Apple Remembers Your Networks

An update to the "Remember Your Networks?" post, 10.4 Tiger includes an editor for remembered networks. In System Preferences, Network, Airport interface, Airport tab, "By default join: " is set to "Automatic". Setting this to "Preferred Networks" displays a list of networks. You can use this list to set the priority of networks, as well as remove old ones and explicitly add new ones, or change keys on existing ones. Why it took them 4 minor releases of X to do this is beyond me, but now that its there I shall no longer complain.

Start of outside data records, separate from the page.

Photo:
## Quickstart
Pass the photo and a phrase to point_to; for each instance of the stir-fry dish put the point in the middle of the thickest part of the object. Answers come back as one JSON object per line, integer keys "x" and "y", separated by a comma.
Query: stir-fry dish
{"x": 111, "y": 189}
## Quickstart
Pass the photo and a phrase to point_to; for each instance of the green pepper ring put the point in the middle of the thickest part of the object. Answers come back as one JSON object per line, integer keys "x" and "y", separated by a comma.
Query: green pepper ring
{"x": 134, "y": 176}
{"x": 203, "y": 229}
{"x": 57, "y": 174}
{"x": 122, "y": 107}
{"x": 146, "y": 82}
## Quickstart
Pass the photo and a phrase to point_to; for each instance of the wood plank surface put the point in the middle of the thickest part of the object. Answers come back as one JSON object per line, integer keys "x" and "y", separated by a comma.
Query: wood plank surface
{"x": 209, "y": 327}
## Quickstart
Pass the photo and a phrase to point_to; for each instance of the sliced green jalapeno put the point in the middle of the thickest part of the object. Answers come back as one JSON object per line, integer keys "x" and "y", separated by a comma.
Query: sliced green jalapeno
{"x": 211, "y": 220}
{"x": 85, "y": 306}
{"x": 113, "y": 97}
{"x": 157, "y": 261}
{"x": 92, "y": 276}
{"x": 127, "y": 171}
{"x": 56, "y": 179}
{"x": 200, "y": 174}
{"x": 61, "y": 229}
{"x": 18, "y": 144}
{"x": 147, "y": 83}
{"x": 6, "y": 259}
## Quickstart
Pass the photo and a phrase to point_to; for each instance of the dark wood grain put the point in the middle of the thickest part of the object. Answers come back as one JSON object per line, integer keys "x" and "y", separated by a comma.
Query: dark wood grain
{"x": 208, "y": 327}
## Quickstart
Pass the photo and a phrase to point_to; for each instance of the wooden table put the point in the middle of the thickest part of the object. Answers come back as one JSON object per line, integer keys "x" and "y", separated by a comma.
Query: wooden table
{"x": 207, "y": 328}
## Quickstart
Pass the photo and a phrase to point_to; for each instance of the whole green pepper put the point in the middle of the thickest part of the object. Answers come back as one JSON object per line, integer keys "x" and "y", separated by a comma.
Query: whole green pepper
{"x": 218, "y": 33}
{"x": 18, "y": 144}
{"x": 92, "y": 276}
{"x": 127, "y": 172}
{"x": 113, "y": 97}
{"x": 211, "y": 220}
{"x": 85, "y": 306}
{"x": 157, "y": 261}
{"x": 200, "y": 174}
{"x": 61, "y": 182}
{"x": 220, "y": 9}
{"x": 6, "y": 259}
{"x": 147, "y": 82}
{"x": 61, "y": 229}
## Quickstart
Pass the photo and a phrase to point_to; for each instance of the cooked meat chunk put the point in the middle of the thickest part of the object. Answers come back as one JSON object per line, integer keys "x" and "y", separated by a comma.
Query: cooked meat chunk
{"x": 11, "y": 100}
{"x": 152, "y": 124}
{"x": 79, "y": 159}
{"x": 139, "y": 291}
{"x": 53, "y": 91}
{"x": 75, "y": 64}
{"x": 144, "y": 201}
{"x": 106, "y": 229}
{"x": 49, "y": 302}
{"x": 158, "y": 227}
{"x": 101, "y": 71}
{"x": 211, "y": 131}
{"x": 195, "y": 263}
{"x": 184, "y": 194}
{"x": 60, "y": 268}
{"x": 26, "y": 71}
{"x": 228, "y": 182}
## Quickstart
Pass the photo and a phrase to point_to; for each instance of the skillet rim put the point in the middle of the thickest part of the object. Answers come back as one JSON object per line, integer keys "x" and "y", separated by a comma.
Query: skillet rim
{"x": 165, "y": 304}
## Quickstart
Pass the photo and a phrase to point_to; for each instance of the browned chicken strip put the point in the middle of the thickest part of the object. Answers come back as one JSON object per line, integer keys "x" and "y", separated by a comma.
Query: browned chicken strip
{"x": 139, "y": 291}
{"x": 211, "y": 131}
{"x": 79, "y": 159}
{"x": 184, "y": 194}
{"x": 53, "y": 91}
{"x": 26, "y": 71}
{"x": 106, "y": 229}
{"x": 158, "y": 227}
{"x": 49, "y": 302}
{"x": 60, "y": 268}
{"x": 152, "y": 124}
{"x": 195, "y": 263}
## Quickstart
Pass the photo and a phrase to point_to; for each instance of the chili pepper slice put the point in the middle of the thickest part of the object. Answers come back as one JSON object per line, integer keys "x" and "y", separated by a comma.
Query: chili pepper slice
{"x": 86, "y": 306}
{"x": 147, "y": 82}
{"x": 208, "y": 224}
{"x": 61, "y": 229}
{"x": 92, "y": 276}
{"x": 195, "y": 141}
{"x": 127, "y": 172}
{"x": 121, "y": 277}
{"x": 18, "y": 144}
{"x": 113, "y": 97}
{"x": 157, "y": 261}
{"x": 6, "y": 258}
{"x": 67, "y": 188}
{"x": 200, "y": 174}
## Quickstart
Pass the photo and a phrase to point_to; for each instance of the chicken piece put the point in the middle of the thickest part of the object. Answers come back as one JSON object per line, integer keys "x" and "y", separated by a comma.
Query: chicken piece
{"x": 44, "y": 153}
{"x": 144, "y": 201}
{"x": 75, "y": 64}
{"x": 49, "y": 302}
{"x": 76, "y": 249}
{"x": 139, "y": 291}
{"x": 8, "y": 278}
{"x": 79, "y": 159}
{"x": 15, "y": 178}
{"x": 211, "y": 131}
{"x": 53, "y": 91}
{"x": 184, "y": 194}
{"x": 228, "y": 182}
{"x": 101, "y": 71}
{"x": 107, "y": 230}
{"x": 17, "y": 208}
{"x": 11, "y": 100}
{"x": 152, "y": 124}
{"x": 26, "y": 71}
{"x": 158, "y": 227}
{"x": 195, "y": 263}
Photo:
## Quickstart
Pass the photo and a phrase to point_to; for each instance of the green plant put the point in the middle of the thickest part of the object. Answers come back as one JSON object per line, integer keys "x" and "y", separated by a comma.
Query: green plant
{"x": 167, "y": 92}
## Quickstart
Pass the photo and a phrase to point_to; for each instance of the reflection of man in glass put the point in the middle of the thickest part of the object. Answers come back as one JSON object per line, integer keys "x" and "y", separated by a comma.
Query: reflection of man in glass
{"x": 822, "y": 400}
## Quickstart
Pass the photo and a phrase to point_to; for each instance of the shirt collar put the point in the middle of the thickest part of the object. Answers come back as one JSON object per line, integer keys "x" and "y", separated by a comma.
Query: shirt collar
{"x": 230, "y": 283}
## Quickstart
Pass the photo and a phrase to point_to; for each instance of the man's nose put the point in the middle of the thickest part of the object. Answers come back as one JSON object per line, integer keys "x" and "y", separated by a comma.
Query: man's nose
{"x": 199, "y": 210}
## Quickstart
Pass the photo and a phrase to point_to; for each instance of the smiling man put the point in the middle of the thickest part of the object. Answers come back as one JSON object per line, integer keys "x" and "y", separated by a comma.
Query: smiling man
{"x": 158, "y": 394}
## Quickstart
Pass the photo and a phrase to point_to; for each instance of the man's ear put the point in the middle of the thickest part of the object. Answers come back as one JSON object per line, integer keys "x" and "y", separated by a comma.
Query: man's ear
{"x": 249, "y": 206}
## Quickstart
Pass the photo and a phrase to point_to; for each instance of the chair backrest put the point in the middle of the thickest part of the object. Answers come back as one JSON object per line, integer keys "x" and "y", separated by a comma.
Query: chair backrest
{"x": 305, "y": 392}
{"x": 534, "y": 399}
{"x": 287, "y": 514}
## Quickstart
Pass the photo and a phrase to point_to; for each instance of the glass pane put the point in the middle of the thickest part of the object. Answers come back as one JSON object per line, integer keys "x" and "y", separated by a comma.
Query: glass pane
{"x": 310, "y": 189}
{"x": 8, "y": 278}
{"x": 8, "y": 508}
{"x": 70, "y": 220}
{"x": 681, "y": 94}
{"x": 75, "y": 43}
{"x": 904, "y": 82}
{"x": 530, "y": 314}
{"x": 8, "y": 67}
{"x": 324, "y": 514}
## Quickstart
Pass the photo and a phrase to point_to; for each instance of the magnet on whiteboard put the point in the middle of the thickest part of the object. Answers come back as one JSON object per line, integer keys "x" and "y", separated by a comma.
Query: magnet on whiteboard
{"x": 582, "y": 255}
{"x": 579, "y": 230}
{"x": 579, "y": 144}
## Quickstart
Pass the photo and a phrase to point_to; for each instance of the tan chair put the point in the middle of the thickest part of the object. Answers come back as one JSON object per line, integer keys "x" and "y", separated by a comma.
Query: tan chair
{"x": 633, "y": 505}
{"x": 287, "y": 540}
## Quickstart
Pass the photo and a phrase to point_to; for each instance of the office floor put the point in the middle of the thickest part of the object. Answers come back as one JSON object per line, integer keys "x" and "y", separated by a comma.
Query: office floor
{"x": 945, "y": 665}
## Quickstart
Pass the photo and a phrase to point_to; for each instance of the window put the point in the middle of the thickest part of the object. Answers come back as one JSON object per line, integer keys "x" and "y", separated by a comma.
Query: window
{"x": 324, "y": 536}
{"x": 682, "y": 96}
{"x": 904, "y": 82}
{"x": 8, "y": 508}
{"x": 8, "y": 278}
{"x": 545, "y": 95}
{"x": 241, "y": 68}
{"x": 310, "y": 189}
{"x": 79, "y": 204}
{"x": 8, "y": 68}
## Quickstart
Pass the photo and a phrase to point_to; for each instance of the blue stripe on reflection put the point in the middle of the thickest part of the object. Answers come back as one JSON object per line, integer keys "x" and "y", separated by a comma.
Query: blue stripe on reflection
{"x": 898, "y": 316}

objc_msgSend_rtp - When 10.4 Tiger is Tired

While developing some code, my app would consistently hang when creating a Drag and Drop NSPasteboard (clipboard) item. Strangely enough, it would hang while allocating the NSPasteboard, something that I don't expect should ever happen. I researched this for about 20 minutes, and then decided that I would try rebooting (not something that I am used to doing on the Mac). Quitting XCode caused XCode to hang, a fate that would fall upon all the apps I tried to quit. It was clearly time to reboot the laptop, however possible. "However possible" turned out to be a hard power off by holding down the power button - mmm, tasty.

So, if you're seeing objc_msgSend_rtp in crash logs or in your debugger, it may be time to reboot. No one seems to know what this _rtp version of objc_msgSend does yet, since it has been (AFAICT) added in Tiger. I guess we'll find out more later.